Structurally, DDR1 consists of an ECD, a transmembrane domain and an intracellular kinase domain (37–40). A recent study revealed that DDR1 had a kinase-independent function in promoting breast cancer growth (41). Secreted soluble DDR1-ECD has been reported in a number of previous studies (42–44), but its biological significance in cancer has not yet been elucidated. For these reasons, the present study first investigated whether EMT6 cells were releasing DDR1-ECD in the media. Secreted soluble DDR1-ECD was detected in the conditioned media from EMT6 cells (Fig. 5A). It was, therefore, hypothesized that treatment with a DDR1 neutralizing antibody (41,45), which specifically targets DDR1-ECD, could suppress tumor growth in vivo. To this end, parental EMT-6 cells were inoculated in mice to form tumors, and then treated with either the DDR1 neutralizing antibody (EMT6/anti-DDR1 group) or an isotype IgG1 control antibody (EMT6/anti-IgG group). The tumors in the EMT6/anti-DDR1 group grew much slower than those in the EMT6/anti-IgG group (P<0.001; Fig. 5B and C). In addition, there were more CD4⁺ and CD8⁺ T cells in the tumors of the EMT6/anti-DDR1 group compared with those in the EMT6/anti-IgG group (P=0.03 and P=0.018, respectively; Fig. 5D and E).
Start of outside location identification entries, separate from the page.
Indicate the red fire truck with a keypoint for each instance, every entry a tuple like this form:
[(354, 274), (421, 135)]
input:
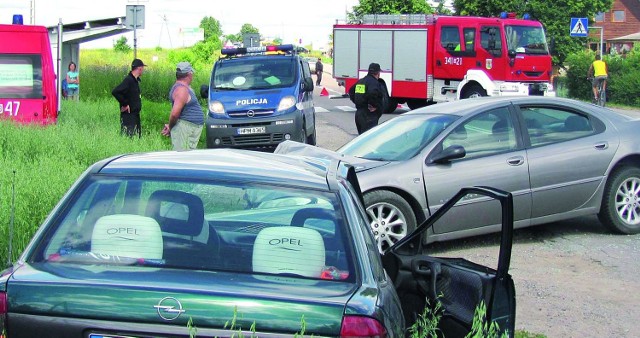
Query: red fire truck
[(430, 58), (27, 77)]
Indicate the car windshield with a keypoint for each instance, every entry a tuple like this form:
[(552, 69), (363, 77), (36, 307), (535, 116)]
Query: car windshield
[(526, 39), (247, 73), (239, 228), (398, 139)]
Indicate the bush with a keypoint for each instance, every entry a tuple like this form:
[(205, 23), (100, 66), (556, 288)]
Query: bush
[(623, 85)]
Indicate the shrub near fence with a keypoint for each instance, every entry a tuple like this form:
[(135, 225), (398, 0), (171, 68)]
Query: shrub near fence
[(623, 85)]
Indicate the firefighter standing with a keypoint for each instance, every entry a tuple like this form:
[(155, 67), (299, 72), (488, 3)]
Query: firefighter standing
[(370, 97)]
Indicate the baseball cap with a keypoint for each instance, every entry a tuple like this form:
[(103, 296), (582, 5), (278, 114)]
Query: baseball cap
[(137, 63), (184, 67)]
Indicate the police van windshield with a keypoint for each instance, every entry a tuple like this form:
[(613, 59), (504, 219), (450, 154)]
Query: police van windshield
[(254, 73), (526, 39), (20, 76)]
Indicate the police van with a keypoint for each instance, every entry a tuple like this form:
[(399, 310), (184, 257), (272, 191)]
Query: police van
[(259, 97)]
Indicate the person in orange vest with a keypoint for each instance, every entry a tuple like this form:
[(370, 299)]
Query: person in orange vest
[(600, 72)]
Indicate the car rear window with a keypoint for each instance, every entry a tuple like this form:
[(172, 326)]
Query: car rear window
[(243, 228)]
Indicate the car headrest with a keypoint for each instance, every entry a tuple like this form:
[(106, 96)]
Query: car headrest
[(127, 236), (177, 212), (286, 249)]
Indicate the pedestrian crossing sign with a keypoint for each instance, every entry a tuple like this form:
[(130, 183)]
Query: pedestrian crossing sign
[(579, 27)]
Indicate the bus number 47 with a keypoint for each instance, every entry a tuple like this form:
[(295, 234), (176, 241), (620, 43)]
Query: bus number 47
[(11, 108)]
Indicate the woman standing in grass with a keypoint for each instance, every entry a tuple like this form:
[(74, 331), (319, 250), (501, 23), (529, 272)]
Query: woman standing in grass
[(73, 81)]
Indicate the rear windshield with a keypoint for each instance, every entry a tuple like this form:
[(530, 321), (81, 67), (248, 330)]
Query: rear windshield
[(20, 76), (254, 73), (241, 228)]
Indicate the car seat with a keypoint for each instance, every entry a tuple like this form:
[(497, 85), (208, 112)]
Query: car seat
[(127, 235), (289, 250), (188, 237)]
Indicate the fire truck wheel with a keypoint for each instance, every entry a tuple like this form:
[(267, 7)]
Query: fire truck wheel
[(473, 91)]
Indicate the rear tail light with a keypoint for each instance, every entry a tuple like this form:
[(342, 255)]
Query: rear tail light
[(360, 326)]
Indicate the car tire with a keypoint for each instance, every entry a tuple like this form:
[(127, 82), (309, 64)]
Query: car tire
[(390, 217), (311, 139), (473, 91), (620, 210)]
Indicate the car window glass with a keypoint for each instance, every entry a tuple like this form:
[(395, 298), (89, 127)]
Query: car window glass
[(485, 134), (450, 38), (241, 228), (398, 139), (254, 73), (356, 209), (547, 125), (490, 40)]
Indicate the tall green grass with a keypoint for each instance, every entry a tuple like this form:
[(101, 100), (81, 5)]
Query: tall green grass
[(47, 160)]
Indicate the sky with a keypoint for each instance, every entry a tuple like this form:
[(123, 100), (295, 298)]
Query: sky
[(291, 20)]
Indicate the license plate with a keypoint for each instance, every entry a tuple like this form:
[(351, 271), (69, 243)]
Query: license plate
[(251, 130)]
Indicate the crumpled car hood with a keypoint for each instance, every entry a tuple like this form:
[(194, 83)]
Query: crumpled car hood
[(301, 149)]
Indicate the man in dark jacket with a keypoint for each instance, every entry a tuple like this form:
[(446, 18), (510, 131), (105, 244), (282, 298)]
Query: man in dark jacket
[(128, 95), (318, 71), (370, 97)]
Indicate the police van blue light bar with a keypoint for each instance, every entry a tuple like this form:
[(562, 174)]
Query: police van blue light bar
[(253, 50)]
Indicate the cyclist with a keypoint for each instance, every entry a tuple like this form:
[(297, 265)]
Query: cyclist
[(599, 72)]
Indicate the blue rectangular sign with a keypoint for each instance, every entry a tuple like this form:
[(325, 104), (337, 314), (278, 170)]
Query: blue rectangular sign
[(579, 27)]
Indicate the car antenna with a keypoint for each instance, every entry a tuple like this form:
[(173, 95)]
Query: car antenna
[(13, 208)]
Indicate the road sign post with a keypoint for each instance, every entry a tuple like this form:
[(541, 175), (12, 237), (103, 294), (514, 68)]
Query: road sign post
[(579, 27)]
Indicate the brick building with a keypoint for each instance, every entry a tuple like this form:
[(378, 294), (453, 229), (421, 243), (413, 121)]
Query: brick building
[(621, 27)]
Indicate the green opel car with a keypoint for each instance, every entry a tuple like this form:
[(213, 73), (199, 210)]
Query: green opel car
[(224, 243)]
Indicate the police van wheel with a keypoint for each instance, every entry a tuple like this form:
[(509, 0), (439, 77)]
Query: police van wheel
[(311, 139), (473, 91)]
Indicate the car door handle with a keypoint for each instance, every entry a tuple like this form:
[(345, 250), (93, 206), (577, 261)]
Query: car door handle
[(516, 160)]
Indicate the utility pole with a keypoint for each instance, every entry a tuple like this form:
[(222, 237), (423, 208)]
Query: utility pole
[(32, 12)]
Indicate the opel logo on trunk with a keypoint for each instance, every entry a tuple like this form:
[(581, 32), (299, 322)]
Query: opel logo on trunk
[(169, 308)]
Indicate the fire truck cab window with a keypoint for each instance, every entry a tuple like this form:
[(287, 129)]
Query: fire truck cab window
[(450, 38), (490, 40)]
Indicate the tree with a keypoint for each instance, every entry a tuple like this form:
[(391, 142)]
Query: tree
[(390, 7), (211, 28), (121, 45), (555, 17)]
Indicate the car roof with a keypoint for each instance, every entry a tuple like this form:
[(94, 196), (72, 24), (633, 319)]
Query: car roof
[(470, 106), (223, 164)]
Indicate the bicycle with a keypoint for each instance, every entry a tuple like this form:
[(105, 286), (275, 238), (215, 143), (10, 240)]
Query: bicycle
[(601, 97)]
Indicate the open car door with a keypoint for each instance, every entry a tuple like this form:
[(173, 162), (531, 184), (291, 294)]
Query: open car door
[(459, 285)]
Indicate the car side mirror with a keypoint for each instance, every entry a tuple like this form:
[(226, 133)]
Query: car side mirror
[(446, 155), (204, 91), (308, 84)]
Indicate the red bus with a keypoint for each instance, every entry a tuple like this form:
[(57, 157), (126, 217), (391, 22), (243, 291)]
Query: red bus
[(27, 76)]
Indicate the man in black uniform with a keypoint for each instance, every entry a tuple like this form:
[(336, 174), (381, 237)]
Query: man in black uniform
[(319, 71), (128, 95), (370, 97)]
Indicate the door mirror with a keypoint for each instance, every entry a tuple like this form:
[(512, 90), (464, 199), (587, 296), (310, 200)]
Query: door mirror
[(446, 155), (307, 85), (204, 91)]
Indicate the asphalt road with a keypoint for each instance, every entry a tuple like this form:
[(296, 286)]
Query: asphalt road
[(573, 278)]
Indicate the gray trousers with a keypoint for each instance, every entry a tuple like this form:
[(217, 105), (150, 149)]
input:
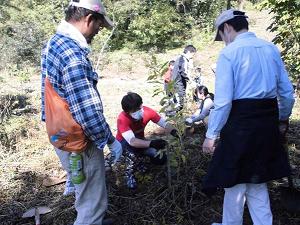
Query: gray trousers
[(90, 195)]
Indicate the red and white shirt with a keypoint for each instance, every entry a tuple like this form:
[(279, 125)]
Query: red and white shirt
[(126, 123)]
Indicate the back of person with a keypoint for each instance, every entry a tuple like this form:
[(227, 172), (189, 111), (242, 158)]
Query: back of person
[(255, 62)]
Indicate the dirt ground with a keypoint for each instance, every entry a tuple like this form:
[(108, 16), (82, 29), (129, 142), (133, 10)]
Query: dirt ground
[(27, 158)]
In order to further validate the impact of tumor cell DDR1 on antitumor immunity, TIMER (Tumor Immune Estimation Resource, http://cistrome.org/TIMER) (46), a comprehensive resource for the clinical relevance of tumor-immune cell correlations, was used to analyze TCGA breast cancer RNA sequencing dataset (27). It was revealed that the DDR1 mRNA expression levels were positively correlated with tumor purity, and negatively correlated with tumor infiltration of CD4⁺ and CD8⁺ T cells (Fig. 6A). Furthermore, DDR1 mRNA expression levels were negatively correlated with the TIL signature genes CD4 and CD8A, and the cytotoxic T cell marker granzyme B (Fig. 6B). Taken together, these data suggested that tumor cell DDR1 may affect tumor immunity in patients with breast cancer, which was consistent with the conclusions obtained from the syngeneic mammary tumor models in the present study.